Mobilizing to End Violence
Statistics show that one in four South African women experience violence from their partners. In addition, while only a small percentage of rapes are reported to police in South Africa, the country still has one of the highest rates of reported rapes in the world. In response, PCI and local partners are mobilizing many segments of society in an effort to change the social norms and deep-set beliefs that keep violence against women alive.
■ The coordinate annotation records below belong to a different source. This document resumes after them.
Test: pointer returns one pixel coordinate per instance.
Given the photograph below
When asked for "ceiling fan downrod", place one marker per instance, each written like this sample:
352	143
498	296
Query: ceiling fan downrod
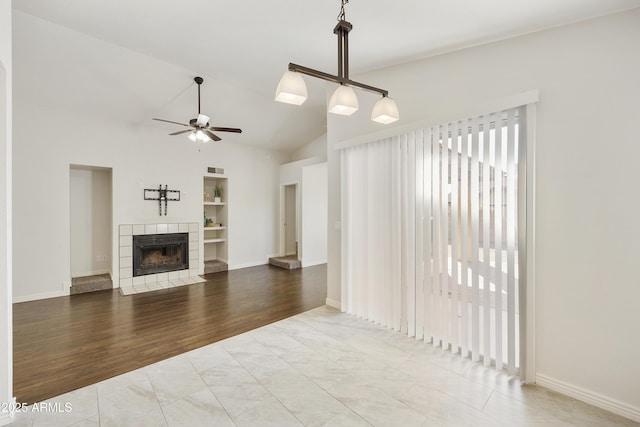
199	81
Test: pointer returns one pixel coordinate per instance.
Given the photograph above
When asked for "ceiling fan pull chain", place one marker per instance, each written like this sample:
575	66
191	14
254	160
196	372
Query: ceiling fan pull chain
341	15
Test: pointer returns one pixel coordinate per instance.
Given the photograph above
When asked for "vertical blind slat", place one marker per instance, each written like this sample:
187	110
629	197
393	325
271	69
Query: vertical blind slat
499	224
475	241
511	239
444	241
454	189
464	235
486	239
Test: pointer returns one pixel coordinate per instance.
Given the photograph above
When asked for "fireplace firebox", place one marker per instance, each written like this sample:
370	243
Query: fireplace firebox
159	253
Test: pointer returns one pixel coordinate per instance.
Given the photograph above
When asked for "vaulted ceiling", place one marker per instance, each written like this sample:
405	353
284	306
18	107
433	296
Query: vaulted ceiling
242	48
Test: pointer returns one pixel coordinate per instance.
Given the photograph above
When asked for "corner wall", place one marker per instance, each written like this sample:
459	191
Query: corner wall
587	236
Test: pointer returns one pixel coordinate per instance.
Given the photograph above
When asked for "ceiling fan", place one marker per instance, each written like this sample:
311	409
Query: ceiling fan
199	127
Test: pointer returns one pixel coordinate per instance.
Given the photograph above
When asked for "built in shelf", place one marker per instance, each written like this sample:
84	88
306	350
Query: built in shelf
213	240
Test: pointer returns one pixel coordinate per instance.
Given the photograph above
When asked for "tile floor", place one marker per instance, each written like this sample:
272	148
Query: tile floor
320	368
137	289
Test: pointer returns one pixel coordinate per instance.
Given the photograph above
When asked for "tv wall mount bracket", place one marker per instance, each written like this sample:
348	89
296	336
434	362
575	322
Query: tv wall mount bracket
163	196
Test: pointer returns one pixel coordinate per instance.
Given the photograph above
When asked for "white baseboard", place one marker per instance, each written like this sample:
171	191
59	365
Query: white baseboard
247	265
333	303
44	295
590	397
312	263
5	418
91	273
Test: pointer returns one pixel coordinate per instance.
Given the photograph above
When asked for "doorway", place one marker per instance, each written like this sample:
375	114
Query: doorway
290	224
90	189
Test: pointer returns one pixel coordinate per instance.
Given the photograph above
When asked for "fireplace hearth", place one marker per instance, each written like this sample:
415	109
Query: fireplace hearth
159	253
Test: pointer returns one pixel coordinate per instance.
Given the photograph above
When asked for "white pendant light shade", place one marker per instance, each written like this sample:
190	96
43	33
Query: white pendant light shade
202	120
385	111
291	89
343	101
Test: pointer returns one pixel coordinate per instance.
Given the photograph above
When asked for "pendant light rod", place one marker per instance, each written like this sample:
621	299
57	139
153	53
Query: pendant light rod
335	79
342	31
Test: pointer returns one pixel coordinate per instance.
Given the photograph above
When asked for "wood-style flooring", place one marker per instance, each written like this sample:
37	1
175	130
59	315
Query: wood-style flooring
61	344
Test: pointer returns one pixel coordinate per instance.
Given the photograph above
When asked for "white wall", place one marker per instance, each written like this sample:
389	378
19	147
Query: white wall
6	335
587	236
291	173
290	220
90	218
139	152
315	148
314	215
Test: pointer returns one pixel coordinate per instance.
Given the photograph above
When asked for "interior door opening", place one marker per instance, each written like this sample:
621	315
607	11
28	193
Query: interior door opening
290	224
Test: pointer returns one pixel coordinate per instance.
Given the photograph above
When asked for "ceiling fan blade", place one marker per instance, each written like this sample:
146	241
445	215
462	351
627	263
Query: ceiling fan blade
169	121
180	132
218	129
212	135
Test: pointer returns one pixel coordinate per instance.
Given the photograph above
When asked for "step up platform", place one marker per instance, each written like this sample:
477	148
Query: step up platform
215	266
99	282
288	262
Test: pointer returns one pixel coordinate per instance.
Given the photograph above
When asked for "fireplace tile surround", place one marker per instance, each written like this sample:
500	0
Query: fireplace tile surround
131	285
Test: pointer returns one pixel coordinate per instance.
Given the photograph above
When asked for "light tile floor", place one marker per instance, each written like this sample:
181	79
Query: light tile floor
320	368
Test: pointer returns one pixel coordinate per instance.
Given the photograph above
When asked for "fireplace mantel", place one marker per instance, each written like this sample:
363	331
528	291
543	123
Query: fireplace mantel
126	233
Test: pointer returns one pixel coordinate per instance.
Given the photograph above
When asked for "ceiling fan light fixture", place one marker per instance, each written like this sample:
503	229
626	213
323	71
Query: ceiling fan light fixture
291	89
343	101
202	120
385	111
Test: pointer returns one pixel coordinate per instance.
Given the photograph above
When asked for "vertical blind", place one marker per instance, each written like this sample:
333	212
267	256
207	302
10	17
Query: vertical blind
430	239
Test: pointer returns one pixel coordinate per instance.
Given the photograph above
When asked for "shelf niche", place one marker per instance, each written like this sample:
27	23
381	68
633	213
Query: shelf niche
215	227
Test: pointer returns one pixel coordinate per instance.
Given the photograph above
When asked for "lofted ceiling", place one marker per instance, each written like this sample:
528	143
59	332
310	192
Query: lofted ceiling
242	48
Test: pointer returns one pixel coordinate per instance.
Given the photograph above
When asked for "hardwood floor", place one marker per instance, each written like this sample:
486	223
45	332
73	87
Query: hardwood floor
61	344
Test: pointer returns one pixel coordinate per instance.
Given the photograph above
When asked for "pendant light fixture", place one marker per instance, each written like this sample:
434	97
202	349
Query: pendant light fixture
292	89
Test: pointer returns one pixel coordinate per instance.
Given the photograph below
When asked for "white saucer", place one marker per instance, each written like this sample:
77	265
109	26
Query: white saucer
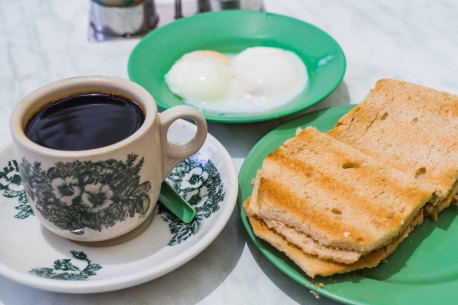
31	255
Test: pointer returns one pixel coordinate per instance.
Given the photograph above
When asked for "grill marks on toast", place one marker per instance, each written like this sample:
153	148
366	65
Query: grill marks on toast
305	190
396	159
419	131
313	265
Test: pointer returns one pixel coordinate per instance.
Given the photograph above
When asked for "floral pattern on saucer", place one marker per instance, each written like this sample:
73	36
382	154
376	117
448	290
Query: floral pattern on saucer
199	182
65	269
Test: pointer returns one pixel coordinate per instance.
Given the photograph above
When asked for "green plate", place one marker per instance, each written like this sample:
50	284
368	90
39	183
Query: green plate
422	271
231	32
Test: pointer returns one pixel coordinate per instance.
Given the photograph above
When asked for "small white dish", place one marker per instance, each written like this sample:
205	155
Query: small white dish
33	256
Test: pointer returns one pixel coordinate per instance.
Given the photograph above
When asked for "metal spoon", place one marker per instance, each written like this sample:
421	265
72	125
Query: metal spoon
176	204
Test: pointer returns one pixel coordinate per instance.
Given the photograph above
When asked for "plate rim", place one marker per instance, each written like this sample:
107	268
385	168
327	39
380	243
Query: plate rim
271	253
148	274
255	117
Through the 16 Days of Activism mass media and outreach campaign in 2009 and again in 2010, PCI increased public awareness of these harmful beliefs and issues, as well as its link to the spread of HIV. The daring campaign, one of the first of its kind in South Africa, has reached millions of people through messages disseminated via massive billboards depicting graphic images of physical abuse, mobile billboards, media coverage and advocacy events. During the Prevention in Action campaigns nearly a million people have also made a personal commitment to stand up against violence.
PCI works with and through youth groups in many of its programs around the world, engaging them as critical leaders in health, nutrition and community strengthening activities. Thousands of youth in India, Africa and the Americas are being engaged as effective advocates and mobilizers. For example, in Bolivia PCI is implementing Youth Leadership programming which involves youth in the development of the city of El Alto. The city of El Alto is a rapidly expanding urban area, where indigenous populations are constantly arriving from rural communities in search of economic solvency. The families have difficulty with social integration, and the youth quickly encounter many social problems. This project helps them recognize that they can make a significant contribution in the development of their neighborhoods, be a source of good and productive change, and learn how to advocate for their needs in front of local leaders.